Making Progress: primary education in India

primary education in IndiaIt is well known that India is a country where a high percentage of the population lives in poverty, and this factor influences different areas of human development. Particularly, the quality of teaching and access to primary education has suffered, both of which are fundamental for the country’s economic and social development. However, India has made significant progress in this area in recent times, giving more children an opportunity for a brighter future.

Advancing Primary Education in India

Education is a fundamental right for children, and according to UNICEF, the period between 0 and 8 years represents the period of greatest development. In terms of education access and quality, India has made significant progress in recent years. According to enrollment data, it is estimated that eight out of 10 children aged 3 to 6 years are in an Early Childhood Care and Education (ECCE) program, with the state of Karnataka having the highest percentage (86.6%). This is mainly due to the implementation of laws made by the Indian government to strengthen the education system. These laws are the National Early Childhood Care and Education Policy (ECCE) (2013) and the Children’s Rights to Free and Education Obligation (RTE) (2009), which entered into law on April 1, 2010.

Among the strategies used to improve the primary education system is the participation of UNICEF in India. This project aims to achieve three main areas of focus in educational development in the country. First, improving early childhood education by increasing enrollments. Second, a reduction in out-of-school children in nine high-concentration states. Finally, building on teaching and education quality by improving learning environments in selected states. In view of this, UNICEF’s work is centered on strengthening early childhood education systems, in order to achieve inclusive and equitable development for all children aged 3 to 6 years, as well as SDG 4, Goal 4.2.

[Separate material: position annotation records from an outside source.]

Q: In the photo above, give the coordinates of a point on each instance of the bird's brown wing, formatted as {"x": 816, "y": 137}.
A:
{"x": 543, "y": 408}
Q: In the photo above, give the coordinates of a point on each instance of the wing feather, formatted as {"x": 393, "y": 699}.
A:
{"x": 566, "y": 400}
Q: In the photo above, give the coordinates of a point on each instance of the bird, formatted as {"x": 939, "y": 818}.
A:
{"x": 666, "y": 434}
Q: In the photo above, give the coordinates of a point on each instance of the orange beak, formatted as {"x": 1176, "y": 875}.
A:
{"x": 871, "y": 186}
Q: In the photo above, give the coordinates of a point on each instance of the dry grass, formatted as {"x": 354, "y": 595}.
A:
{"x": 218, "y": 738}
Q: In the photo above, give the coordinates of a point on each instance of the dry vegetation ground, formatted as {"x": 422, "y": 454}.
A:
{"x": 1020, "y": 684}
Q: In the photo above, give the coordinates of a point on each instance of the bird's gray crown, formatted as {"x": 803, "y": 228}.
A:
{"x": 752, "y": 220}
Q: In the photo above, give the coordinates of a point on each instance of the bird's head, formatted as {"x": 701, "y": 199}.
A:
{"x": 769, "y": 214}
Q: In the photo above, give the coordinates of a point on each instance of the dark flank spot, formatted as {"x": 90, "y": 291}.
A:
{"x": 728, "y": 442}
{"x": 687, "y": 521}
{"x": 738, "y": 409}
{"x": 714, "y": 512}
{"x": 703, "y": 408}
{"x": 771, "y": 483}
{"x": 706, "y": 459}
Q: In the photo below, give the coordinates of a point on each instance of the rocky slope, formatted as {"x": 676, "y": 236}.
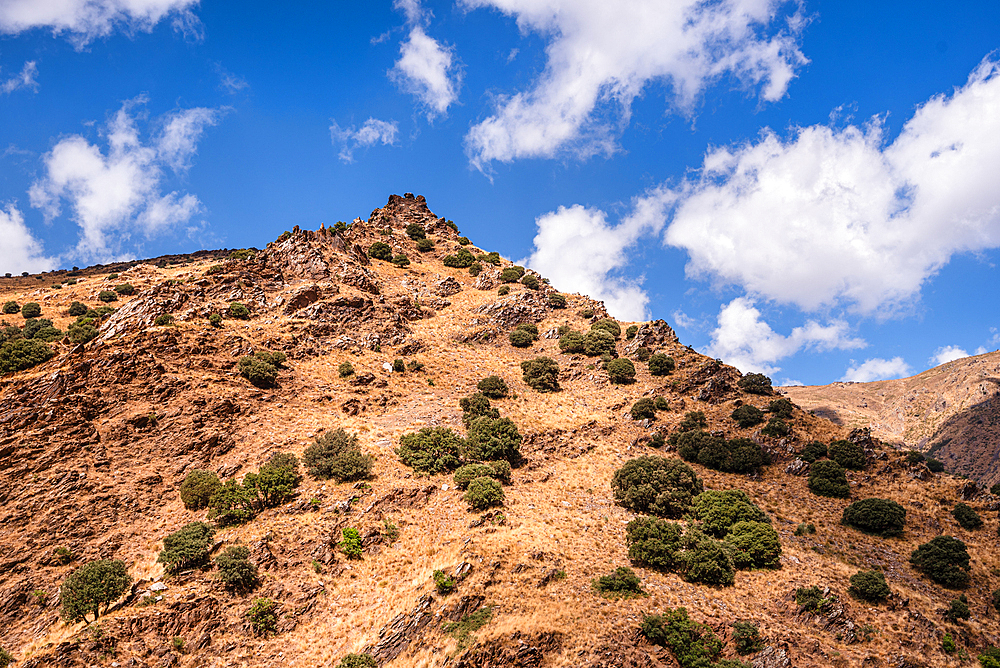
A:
{"x": 95, "y": 442}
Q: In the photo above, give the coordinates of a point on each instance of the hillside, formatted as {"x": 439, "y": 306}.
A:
{"x": 96, "y": 441}
{"x": 951, "y": 412}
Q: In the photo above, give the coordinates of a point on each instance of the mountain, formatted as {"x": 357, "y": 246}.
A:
{"x": 950, "y": 412}
{"x": 96, "y": 441}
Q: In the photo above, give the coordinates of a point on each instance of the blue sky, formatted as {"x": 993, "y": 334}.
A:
{"x": 807, "y": 190}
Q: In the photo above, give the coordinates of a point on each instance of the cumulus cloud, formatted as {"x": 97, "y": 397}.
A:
{"x": 112, "y": 193}
{"x": 744, "y": 340}
{"x": 601, "y": 55}
{"x": 841, "y": 217}
{"x": 18, "y": 248}
{"x": 26, "y": 79}
{"x": 370, "y": 133}
{"x": 85, "y": 20}
{"x": 876, "y": 369}
{"x": 579, "y": 251}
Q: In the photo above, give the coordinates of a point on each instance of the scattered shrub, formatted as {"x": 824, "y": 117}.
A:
{"x": 656, "y": 485}
{"x": 621, "y": 583}
{"x": 90, "y": 585}
{"x": 198, "y": 487}
{"x": 661, "y": 364}
{"x": 869, "y": 586}
{"x": 967, "y": 517}
{"x": 336, "y": 454}
{"x": 621, "y": 371}
{"x": 541, "y": 374}
{"x": 187, "y": 547}
{"x": 431, "y": 450}
{"x": 483, "y": 493}
{"x": 945, "y": 560}
{"x": 827, "y": 478}
{"x": 875, "y": 516}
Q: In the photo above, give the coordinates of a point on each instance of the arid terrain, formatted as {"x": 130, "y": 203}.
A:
{"x": 95, "y": 442}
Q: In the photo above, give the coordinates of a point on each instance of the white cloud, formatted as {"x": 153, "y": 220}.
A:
{"x": 876, "y": 369}
{"x": 947, "y": 354}
{"x": 18, "y": 248}
{"x": 744, "y": 340}
{"x": 579, "y": 251}
{"x": 838, "y": 217}
{"x": 26, "y": 79}
{"x": 601, "y": 55}
{"x": 370, "y": 133}
{"x": 111, "y": 194}
{"x": 85, "y": 20}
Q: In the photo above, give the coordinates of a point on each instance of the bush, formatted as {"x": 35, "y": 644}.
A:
{"x": 493, "y": 387}
{"x": 875, "y": 516}
{"x": 33, "y": 310}
{"x": 493, "y": 439}
{"x": 483, "y": 493}
{"x": 337, "y": 455}
{"x": 661, "y": 364}
{"x": 967, "y": 517}
{"x": 755, "y": 383}
{"x": 653, "y": 542}
{"x": 621, "y": 371}
{"x": 198, "y": 487}
{"x": 719, "y": 510}
{"x": 541, "y": 374}
{"x": 238, "y": 311}
{"x": 747, "y": 416}
{"x": 431, "y": 450}
{"x": 827, "y": 478}
{"x": 847, "y": 454}
{"x": 380, "y": 251}
{"x": 21, "y": 354}
{"x": 656, "y": 485}
{"x": 236, "y": 570}
{"x": 90, "y": 585}
{"x": 945, "y": 560}
{"x": 187, "y": 547}
{"x": 621, "y": 583}
{"x": 262, "y": 616}
{"x": 869, "y": 586}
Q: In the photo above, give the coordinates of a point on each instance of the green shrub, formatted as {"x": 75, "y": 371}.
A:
{"x": 869, "y": 586}
{"x": 351, "y": 544}
{"x": 236, "y": 570}
{"x": 875, "y": 516}
{"x": 653, "y": 542}
{"x": 967, "y": 517}
{"x": 263, "y": 616}
{"x": 198, "y": 487}
{"x": 336, "y": 454}
{"x": 621, "y": 371}
{"x": 541, "y": 374}
{"x": 621, "y": 583}
{"x": 380, "y": 251}
{"x": 21, "y": 354}
{"x": 187, "y": 547}
{"x": 90, "y": 585}
{"x": 661, "y": 364}
{"x": 656, "y": 485}
{"x": 945, "y": 560}
{"x": 493, "y": 387}
{"x": 755, "y": 383}
{"x": 719, "y": 510}
{"x": 847, "y": 454}
{"x": 431, "y": 450}
{"x": 827, "y": 478}
{"x": 483, "y": 493}
{"x": 747, "y": 416}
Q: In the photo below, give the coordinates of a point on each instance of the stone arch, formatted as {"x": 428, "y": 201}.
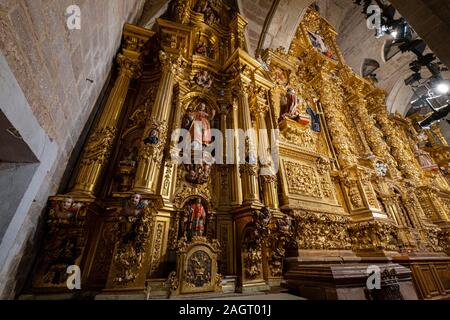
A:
{"x": 390, "y": 49}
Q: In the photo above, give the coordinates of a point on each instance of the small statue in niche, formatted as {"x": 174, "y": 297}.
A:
{"x": 133, "y": 212}
{"x": 205, "y": 7}
{"x": 195, "y": 219}
{"x": 204, "y": 49}
{"x": 153, "y": 137}
{"x": 199, "y": 126}
{"x": 131, "y": 158}
{"x": 279, "y": 75}
{"x": 203, "y": 79}
{"x": 318, "y": 42}
{"x": 292, "y": 108}
{"x": 65, "y": 211}
{"x": 199, "y": 173}
{"x": 315, "y": 119}
{"x": 422, "y": 156}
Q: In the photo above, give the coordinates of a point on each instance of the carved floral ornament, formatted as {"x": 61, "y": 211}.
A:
{"x": 134, "y": 235}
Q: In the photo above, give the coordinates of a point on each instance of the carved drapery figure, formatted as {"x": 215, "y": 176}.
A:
{"x": 315, "y": 119}
{"x": 205, "y": 7}
{"x": 318, "y": 42}
{"x": 195, "y": 219}
{"x": 203, "y": 79}
{"x": 204, "y": 49}
{"x": 135, "y": 228}
{"x": 422, "y": 156}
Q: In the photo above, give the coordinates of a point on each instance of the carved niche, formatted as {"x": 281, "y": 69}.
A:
{"x": 65, "y": 242}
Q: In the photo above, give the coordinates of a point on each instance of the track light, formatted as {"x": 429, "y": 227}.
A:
{"x": 442, "y": 88}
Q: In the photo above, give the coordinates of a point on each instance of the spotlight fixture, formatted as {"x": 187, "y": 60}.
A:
{"x": 436, "y": 116}
{"x": 442, "y": 88}
{"x": 415, "y": 77}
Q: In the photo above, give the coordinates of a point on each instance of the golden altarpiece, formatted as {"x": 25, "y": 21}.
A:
{"x": 348, "y": 191}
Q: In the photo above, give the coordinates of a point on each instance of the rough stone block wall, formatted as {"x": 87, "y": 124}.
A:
{"x": 52, "y": 65}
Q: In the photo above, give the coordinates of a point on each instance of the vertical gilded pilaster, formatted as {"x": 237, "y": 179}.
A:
{"x": 249, "y": 169}
{"x": 99, "y": 146}
{"x": 332, "y": 100}
{"x": 151, "y": 155}
{"x": 404, "y": 157}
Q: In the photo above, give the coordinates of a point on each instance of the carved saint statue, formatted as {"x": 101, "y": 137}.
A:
{"x": 205, "y": 7}
{"x": 198, "y": 124}
{"x": 65, "y": 211}
{"x": 422, "y": 156}
{"x": 319, "y": 43}
{"x": 315, "y": 119}
{"x": 203, "y": 79}
{"x": 292, "y": 109}
{"x": 153, "y": 137}
{"x": 133, "y": 213}
{"x": 204, "y": 49}
{"x": 195, "y": 216}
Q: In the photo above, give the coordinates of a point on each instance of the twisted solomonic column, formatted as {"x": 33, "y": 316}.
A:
{"x": 98, "y": 149}
{"x": 151, "y": 154}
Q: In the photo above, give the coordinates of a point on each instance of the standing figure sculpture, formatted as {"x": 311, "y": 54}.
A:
{"x": 422, "y": 156}
{"x": 195, "y": 213}
{"x": 292, "y": 109}
{"x": 319, "y": 43}
{"x": 199, "y": 126}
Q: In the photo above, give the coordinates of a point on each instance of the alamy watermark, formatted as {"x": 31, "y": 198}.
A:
{"x": 73, "y": 17}
{"x": 74, "y": 279}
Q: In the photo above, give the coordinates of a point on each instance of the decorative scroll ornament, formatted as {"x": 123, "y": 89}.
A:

Primary Education in India as a Basic Right

Taking into account the laws and policies on early childhood education made by the government and strengthened by UNICEF, the right to education is being recognized and prioritized. In addition, this advancement is influencing other areas of children’s rights, such as gender equality, protection and care and access to information. According to the Convention on the Rights of the Child, which was adopted by the General Assembly of the United Nations (UNGA) on November 20, 1989 and enforced in September 1990, articles 28 and 29 (access to education and education) affirm and declare that every child has the right to education, primary education should be free and that access to education should teach them to understand their own rights and to respect other people’s rights, cultures and differences. 

It is not only UNICEF but also other organizations in India that work and defend to promote these rights, such as Humanium and Smile Foundation India.

Looking Forward

India is currently the most populous country in the world (with around 1.425 billion people) and this contributes significantly to global human development. Indeed, India is home to almost one-sixth of the world’s population and children make up 25.69% of society. Investments in primary education in India help prevent child marriage, reduce poverty and improve the well-being of families and communities across the country.